Portfolio diversification and model uncertainty: a robust dynamic mean-variance approach
Presenter
June 13, 2018
Keywords:
- Mean-variance problem, model uncertainty, correlation ambiguity, portfolio diversification, McKean-Vlasov differential game.
Abstract
This talk is concerned with multi-asset mean-variance portfolio selection problem under model uncertainty.
We develop a continuous time framework for taking into account ambiguity aversion about both expected rate of return and correlation matrix of stocks, and for studying the effects on portfolio diversification.
We prove a separation principle for the associated robust control problem formulated as a mean-field type differential game, which allows to reduce the determination of the optimal dynamic strategy to the parametric computation of the minimal risk premium function.
Our results provide a justification for under-diversification, as documented in empirical studies, and that we explicitly quantify in terms of correlation and Sharpe ratio ambiguity parameters.
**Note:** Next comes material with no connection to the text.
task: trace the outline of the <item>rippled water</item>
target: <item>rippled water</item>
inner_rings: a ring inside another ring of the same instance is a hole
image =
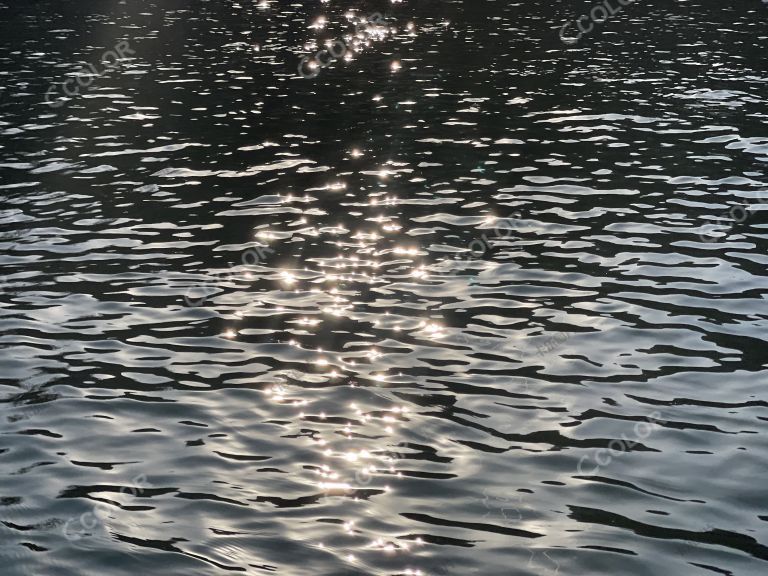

In particular, we show that an investor with a poor confidence in the expected return estimation does not hold any risky asset, and on the other hand, trades only one risky asset when the level of ambiguity on correlation matrix is large. This extends to the continuous-time setting the results obtained by Garlappi, Uppal and Wang [RFS 07], and Liu and Zeng (2017) in a one-period model.
Based on joint work with Xiaoli Wei (Paris Diderot) and Chao Zhou (NUS).